GraveGravec.at: Blogging Like It's 1999
The esoteric blog of Tom "Gravecat" Simmons.
 
A blog about life, love, philosophy, gaming, movies, tea, rampant nerdery,
and building a time machine to warn my past self not to eat that potato salad.

March 10th, 2010: Let’s Play SimCity 4: New Gomorrah
Posted by Gravecat at 5:47 am under Gaming,Let's Play,New Gomorrah,SimCity 4. Comment?

There must always be a Lich King Grease Pit.

It’s been a long time since I last played a SimCity game; I remember as a kid I used to be obsessed with the series, back to its humble beginnings, and one of my favourite ways to play the game was to load one of the pre-built cities — SimCity 1‘s Boston was a great choice — and then impact the populace with a veritable Pandora’s box of disasters, starting with a few nuclear meltdowns and following up with earthquakes and fires, enough to level the city and leave barely scraps of polluted, wrecked, burning wasteland behind.
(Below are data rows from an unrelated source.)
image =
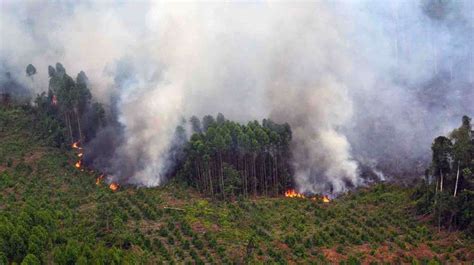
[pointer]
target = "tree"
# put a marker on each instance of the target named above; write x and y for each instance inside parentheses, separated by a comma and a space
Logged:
(462, 149)
(31, 259)
(442, 148)
(195, 124)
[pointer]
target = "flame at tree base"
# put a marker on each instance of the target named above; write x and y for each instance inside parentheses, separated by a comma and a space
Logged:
(113, 186)
(99, 180)
(292, 193)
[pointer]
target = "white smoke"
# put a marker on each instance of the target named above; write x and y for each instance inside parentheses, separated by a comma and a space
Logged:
(351, 78)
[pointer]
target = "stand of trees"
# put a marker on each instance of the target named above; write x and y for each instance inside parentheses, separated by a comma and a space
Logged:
(66, 113)
(225, 159)
(448, 192)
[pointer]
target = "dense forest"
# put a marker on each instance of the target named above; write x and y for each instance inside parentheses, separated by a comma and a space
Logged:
(226, 159)
(223, 202)
(448, 190)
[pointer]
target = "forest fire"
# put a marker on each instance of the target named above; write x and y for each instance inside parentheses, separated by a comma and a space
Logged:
(75, 145)
(113, 186)
(99, 179)
(326, 199)
(291, 193)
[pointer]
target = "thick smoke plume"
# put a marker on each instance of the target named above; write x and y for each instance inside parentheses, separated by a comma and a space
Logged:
(363, 84)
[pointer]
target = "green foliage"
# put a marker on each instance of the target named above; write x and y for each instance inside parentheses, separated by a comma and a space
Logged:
(227, 160)
(449, 198)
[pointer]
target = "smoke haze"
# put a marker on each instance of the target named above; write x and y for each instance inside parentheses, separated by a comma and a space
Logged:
(360, 82)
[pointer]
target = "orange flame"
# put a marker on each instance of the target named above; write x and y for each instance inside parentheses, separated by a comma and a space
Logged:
(54, 100)
(291, 193)
(326, 199)
(113, 186)
(99, 179)
(75, 145)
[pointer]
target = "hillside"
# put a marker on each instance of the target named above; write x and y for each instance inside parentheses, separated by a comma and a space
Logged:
(57, 213)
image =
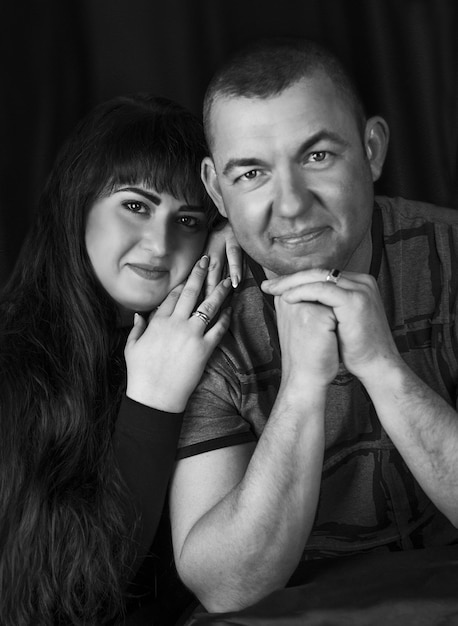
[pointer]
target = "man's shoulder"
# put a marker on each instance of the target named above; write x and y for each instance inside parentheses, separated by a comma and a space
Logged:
(400, 213)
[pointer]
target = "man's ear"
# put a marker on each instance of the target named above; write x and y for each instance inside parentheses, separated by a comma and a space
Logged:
(376, 137)
(210, 180)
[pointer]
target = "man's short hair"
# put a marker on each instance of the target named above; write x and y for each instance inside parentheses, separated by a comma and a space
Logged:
(267, 67)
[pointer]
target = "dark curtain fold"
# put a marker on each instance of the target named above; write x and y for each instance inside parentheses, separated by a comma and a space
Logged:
(61, 58)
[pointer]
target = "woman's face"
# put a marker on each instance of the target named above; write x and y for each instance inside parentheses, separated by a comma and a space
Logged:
(142, 244)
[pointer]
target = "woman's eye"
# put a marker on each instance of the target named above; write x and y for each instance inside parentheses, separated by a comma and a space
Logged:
(317, 157)
(135, 206)
(250, 175)
(187, 220)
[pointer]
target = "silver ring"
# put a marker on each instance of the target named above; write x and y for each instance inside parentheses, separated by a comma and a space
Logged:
(202, 316)
(334, 276)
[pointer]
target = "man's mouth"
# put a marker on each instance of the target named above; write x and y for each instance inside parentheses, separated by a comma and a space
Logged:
(304, 237)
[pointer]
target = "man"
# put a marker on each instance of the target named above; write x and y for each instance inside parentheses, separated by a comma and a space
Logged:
(325, 424)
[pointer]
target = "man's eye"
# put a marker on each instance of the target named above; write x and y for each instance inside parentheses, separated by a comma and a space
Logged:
(249, 175)
(135, 206)
(317, 157)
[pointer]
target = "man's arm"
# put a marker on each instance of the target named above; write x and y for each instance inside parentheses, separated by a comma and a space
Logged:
(241, 517)
(422, 426)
From there, I’d build up a new civilization upon the ashes of the old, Mad Max-esque nightmare world.

The other thing I used to love doing started with SimCity 2000, where it became the goal of myself and a friend to build the ‘perfect’ city, which generally meant cramming as many arcologies together as was physically possible, not to mention building a ridiculously elaborate and fancy garden around ‘my’ house in the game. Skip forward to SimCity 4 and, with the help of a custom region file I hacked together years ago (which provides a region several times larger than what the game would normally allow), it’s time to combine those two goals into what is bound to be a logistics nightmare: an attempt to create the biggest city I’ve ever made, while simultaneously ruling with unparalleled levels of sadism and cruelty. Welcome to the freshly-founded hell of New Gomorrah.

The first day — which is to say, the last few hours before I haul myself off to sleep — has been short, but eventful. New Gomorrah and its first sub-city, the capital of Socketrape were founded, a substantial and obligatory industrial zone was formed, Bob’s Grease Pit (the first commercial venture to rear its ugly head) was made into a historic building to ensure that there will always be a Bob’s Grease Pit, and I dropped a sizeable chunk of burning cosmic rock into the middle of the freshly-populated residential zone, partly because it seemed appropriate, and partly because I just felt like being an asshole. What better way to drive the fear of god into these people (metaphorically speaking; it’s more like a fear of angry nerd) than to crush their puny homes with the unstoppable might of a fucking meteor, and watch the fire spread like… well, like wildfire. It didn’t take long for the wretched leeches to rebuild upon the ruined terrain, anyway, though I think I’ll leave the meteor crater as-is, something for those peons to remember me by.